Journalism and Mass Media
Many careers in print and broadcast media require backgrounds in political science and public administration. Reporters covering politics and government, broadcasters of news and news specials, and experts on laws regulating the broadcast media are a few examples of careers in journalism and mass media where political science majors and minors can find jobs. News departments are among the largest departments at radio and TV stations. News services such as Reuters, UPI (United Press International), and AP (Associated Press) need people knowledgeable in government and politics, both domestic and international.
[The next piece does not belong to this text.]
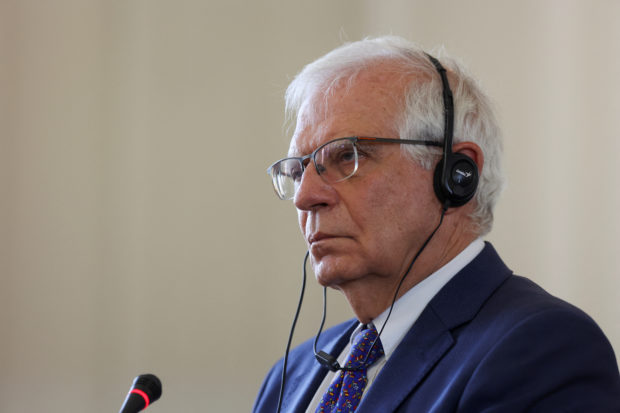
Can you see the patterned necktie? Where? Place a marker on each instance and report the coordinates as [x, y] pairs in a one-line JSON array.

A political science and/or public administration major is valuable for those seeking political careers. These include running for elective office whether it be a city council, local school board, the state legislature, governor, the U.S. Congress, or President. But we can also include a large number of other political careers. For example: legislative aides, lobbyists for interest groups, campaign workers and organizers.
Research and Consulting
Political scientists possess the kind of skills and background necessary for research and consulting work. There are now many firms that provide research and consulting expertise on a contract basis to business and governments. A background in government and public policy is a significant plus and those in public administration can find opportunities to provide consulting expertise to local governments.
Interest Groups, Professional Associations, and Non-Profit Organizations
There are now some 14,000 interest groups and associations. Virtually all have a government affairs department or staff whose job is to represent the group before the government (to lobby), gather data and do research, and influence public policy. Some interest groups and associations are tied to business, others to labor, environment, education, and medicine. In addition, the role of non-profit organizations (from the Red Cross to the Girl or Boy Scouts to the United Way) has greatly increased in recent years with over one million non-profit organizations in the United States alone.
Overall, there are many different kinds of job opportunities and occupations open to political science and public administration majors and minors. What counts most is the liberal studies background and training of the political science and/or public administration major and minor. Political science and public administration majors and minors compete very favorably with other liberal studies majors and minors and the political science/public administration major/minor is great preparation for law and graduate school programs.